Vinyl Records
A phonograph record stores a copy of sound waves as a series of undulations in a wavy groove inscribed on its rotating surface by the recording stylus. When the record is played back, another stylus (needle) responds to the undulations, and its motions are then reconverted into sound. Its invention is generally credited to Thomas Alva Edison (1877). Stereophonic systems, with two separate channels of information in a single groove, became a commercial reality in 1958. All modern phonograph systems had certain components in common: a turntable that rotated the record; a stylus that tracked a groove in the record; a pickup that converted the mechanical movements of the stylus into electrical impulses; an amplifier that intensified these electrical impulses; and a loudspeaker that converted the amplified signals back into sound. Phonographs and records were the chief means of reproducing recorded sound at home until the 1980s, when they were largely replaced by recorded cassettes (see tape recorder) and compact discs.
Compact Cassette tape
The first compact cassette tapes were launched in 1962 by Philips, swiftly followed by the first dictation machine in 1963. Philips was unprepared for the popularity of their blank cassette tapes as they quickly became used across the world for use in the office, the home and in the bedroom for many wannabe singers. Cassette decks became widespread for home audio systems, cars as well as portable recorders. A major boost in popularity came with the invention of the Sony Walkman in 1979, which was a portable headphone only music device.
Compact Disc
Now famous TV footage shows the first CD’s available being heralded as so indestructible that you could spread jam on them. Marketed as a way of playing music with a previously unheard of clarity and the fact they – apparently – couldn’t be damaged. The invention of the CD in 1980 by the joint efforts of Sony and Phillips meant that the days of buying vinyl were very quickly numbered.
MP3 Player
From vinyl to cassette to CD, music had always been available as a visually stored item. You could hold the record as it was put on the deck or place the CD in the player. This all changed in 1989 when a patent was granted to German company Fraunhofer- Gesellschaft following their work into music compression. The first MP3 player was completed in 1997 (with a previous commercial disastrous attempt in 1995). The CD now found itself in the same situation as its musical predecessors when the first players were launched on the market.
Video Tape
Before the video tape, the only way to view modern films was as they were released and then the long wait – originally a number of years – before they would be televised for the first time. This often tied in with times such as Christmas when the new James Bond film would be scheduled.
The invention of the video tape in 1951 was originally used by television companies and the first commercially available machine in 1956 cost an eye- watering £30,000. It wasn’t until 1971 that the first machines were seen in stores when they were launched by Sony.
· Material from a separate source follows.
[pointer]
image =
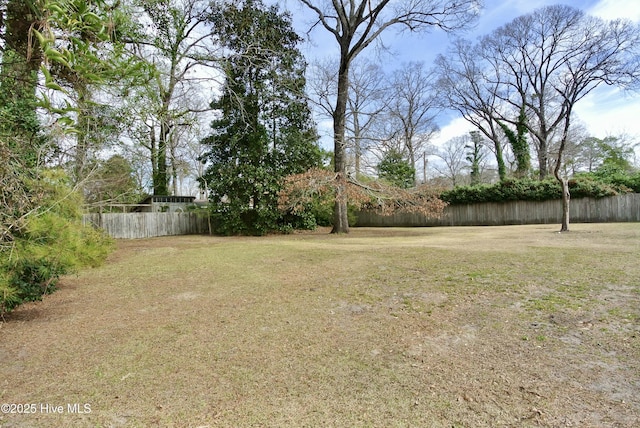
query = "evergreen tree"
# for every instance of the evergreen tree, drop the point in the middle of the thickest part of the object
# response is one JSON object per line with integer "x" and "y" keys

Betamax and Philips tried to break into the video player market in the 1980s but were quickly outnumbered in terms of sales by those wanting VHS machines due to the availability of new films at the local video rental shop.
DVD
The DVD represents the second generation of compact-disc (CD) technology. Like a CD drive, a DVD drive uses a low-power laser to read digitized (binary) data that have been encoded onto the disc in the form of tiny pits. Because it uses a digital format, a DVD can store any kind of data, including movies, music, text, and graphical images. DVDs are available in single- and double-sided versions, with one or two layers of information per side. Single-sided DVDs have become standard media for recorded motion pictures, largely replacing videotape in the home market. A double-sided, dual-layer version can store about 30 times as much information as a standard CD. DVDs are made in a ROM (read-only memory) format as well as in erasable (DVD-E) and recordable (DVD-R) formats. Though DVD players can usually read CDs, CD players cannot read DVDs. It is expected that DVDs will eventually replace CDs, especially for multimedia workstations.